Featured last spring on the Master Gardener Bloomin' Backyards tour, the Malone garden stunned visitors with its diverse palette of texture and color. Yet in winter, the scene here takes on a painterly aura nearly beyond imagination.
Green tones abound, but subtle blues interspersed with bright and burnished shades of yellow, gold and red flow in melodious harmony throughout extensive grounds stretching around the home Sara shares with husband Ron and onto the landscape of their Circle Oak ranch, a private equine rehabilitation facility in east Petaluma.
For most of the 20 years the Malones have lived on their ranch, Sara focused on garden spaces surrounding the house and leading to outbuildings. An adjacent hillside, about an acre and a half, she left untouched.
"Such a large space was daunting," she says. "We considered planting olives or grapes, but decided to take a piecemeal approach and eventually re-sculpted the slope. Ron likes to help with the ranch equipment, and he created the pathways I laid out."
Planting began with a greenhouse, a gift from Ron presented at Sara's retirement from a career in the financial industry. She positioned it prominently at the top of the rise with a vine-covered folly (an ornamental structure) nearby, soon filled it with plants, and a design for the slope began to evolve.
The ensuing garden dedicated largely to conifers has become the highlight among many hundreds of plants on the property. Success lies in the interplay of diverse forms and handsome foliage. The collection is filled with intense hues that rival any floral border in any season. In winter, it positively glows.
"Light in winter is so pleasing," Malone says, "not harsh in any way. Cold air brings out a tinge of bronze, sometimes pinkish tints and certain plants reach their peak of color."
It doesn't take a sunny day for the garden to shine, not with the abundance of brilliant foliage that bedecks so many trees and shrubs less than three years after planting. Already this area has become a sumptuous display with riveting combinations of extraordinary color and texture.
The conifer garden seems to have sprung up all at once, but Sara previously had propagated many plants and systematically collected others from local sources such as Emerisa Gardens and Urban Tree Farm in Santa Rosa and Robert Peacock Nursery near Sebastopol. Pond and Garden in Cotati has proven invaluable for many Japanese maples (Acer palmatum) and specialty conifers.
If there's a secret to Malone's success, it's her talent for finding unusual species and a deft hand in creating sizzling partnerships among them, a skill she acknowledges came through years of trial, error and persistence with a goal of low maintenance among plants as attractive in winter as at any other time of year.

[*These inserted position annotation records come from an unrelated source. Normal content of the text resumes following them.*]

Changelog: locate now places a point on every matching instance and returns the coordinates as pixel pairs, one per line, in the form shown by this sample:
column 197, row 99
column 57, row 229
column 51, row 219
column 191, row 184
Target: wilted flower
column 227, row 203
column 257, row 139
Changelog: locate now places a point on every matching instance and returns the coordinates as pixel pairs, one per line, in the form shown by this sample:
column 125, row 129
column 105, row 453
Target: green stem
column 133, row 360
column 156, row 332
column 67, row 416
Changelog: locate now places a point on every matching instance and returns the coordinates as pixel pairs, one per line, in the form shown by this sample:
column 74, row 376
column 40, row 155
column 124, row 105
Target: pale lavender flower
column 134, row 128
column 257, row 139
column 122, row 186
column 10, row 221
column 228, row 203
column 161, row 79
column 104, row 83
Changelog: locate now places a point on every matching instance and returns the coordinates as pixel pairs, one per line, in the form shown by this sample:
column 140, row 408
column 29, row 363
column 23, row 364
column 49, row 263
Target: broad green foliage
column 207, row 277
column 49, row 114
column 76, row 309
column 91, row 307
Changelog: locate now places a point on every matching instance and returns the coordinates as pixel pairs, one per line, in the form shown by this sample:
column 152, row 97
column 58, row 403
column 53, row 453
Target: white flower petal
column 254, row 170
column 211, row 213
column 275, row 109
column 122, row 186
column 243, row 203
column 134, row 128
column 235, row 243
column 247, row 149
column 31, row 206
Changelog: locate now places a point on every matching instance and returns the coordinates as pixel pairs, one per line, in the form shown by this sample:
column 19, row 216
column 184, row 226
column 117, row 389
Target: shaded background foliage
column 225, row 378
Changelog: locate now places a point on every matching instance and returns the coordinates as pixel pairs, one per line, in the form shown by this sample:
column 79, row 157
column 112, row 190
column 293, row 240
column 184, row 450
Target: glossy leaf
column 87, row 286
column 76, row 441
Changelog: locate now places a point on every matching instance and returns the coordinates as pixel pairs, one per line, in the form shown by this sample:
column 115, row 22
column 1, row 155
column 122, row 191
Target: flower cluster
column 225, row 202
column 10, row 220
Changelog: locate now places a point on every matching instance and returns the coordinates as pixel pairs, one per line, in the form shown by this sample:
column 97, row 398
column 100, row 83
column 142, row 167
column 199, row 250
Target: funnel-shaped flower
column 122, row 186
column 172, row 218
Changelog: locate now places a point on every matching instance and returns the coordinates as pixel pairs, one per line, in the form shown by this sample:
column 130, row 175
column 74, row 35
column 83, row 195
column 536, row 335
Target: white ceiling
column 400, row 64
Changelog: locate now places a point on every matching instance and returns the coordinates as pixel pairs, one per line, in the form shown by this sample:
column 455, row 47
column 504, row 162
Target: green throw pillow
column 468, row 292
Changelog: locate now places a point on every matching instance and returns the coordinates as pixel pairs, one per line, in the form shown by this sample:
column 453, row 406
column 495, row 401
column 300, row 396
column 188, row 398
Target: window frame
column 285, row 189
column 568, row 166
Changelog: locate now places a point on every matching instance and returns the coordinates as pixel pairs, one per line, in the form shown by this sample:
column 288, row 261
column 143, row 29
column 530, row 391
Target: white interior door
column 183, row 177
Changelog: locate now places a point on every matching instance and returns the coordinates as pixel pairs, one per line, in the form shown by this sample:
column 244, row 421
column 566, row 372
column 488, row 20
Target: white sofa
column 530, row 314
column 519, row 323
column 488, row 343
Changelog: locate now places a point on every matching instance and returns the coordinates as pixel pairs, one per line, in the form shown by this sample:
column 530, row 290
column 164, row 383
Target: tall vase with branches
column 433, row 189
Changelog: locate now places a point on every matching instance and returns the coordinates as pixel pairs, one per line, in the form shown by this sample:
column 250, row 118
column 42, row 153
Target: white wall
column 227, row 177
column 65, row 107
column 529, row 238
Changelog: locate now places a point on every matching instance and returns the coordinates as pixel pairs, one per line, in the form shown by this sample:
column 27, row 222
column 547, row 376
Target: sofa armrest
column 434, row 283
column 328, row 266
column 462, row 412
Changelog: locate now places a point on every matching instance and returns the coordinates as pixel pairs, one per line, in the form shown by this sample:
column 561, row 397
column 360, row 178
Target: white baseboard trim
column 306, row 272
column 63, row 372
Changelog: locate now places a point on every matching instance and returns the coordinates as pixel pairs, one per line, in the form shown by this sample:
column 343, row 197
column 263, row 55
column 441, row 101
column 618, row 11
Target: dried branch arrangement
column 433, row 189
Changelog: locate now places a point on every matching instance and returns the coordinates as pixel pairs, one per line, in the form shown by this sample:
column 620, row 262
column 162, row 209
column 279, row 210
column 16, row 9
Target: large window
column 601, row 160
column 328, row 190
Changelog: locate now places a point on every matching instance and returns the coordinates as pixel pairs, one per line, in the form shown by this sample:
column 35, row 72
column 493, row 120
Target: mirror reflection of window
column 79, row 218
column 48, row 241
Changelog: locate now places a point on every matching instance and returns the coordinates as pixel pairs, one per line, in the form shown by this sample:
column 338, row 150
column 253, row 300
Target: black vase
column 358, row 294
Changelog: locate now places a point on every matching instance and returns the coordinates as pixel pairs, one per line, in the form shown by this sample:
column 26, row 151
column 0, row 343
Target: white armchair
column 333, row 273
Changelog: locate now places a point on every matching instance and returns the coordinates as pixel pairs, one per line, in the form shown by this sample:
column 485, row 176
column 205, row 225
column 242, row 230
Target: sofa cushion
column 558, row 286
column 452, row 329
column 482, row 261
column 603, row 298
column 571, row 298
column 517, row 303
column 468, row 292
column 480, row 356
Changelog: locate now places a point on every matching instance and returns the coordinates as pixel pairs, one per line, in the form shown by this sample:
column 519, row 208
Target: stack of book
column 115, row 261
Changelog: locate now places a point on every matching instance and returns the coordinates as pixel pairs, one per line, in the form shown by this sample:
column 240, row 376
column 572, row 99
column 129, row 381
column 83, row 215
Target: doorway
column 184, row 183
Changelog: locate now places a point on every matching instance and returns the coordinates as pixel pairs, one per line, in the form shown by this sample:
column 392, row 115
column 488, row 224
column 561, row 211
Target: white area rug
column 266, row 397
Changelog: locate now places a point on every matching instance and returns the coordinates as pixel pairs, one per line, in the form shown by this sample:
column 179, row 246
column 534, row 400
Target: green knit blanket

To ensure that the garden appears as stunning in January as it does in June, Malone selects the majority of her plants for their multiple seasons of interest. Seductive, colorful evergreen foliage nearly always wins out over showy ephemeral flowers or one-season color.
"I'm careful with deciduous species," she explains. "I love snowball viburnum blossoms in spring and its foliage in fall, and the deep burgundy and purple of Cotinus Grace and Royal Purple — I have eight of them — in three seasons, but I don't want a lot of deciduous color that quickly fades because I'd rather have winter interest."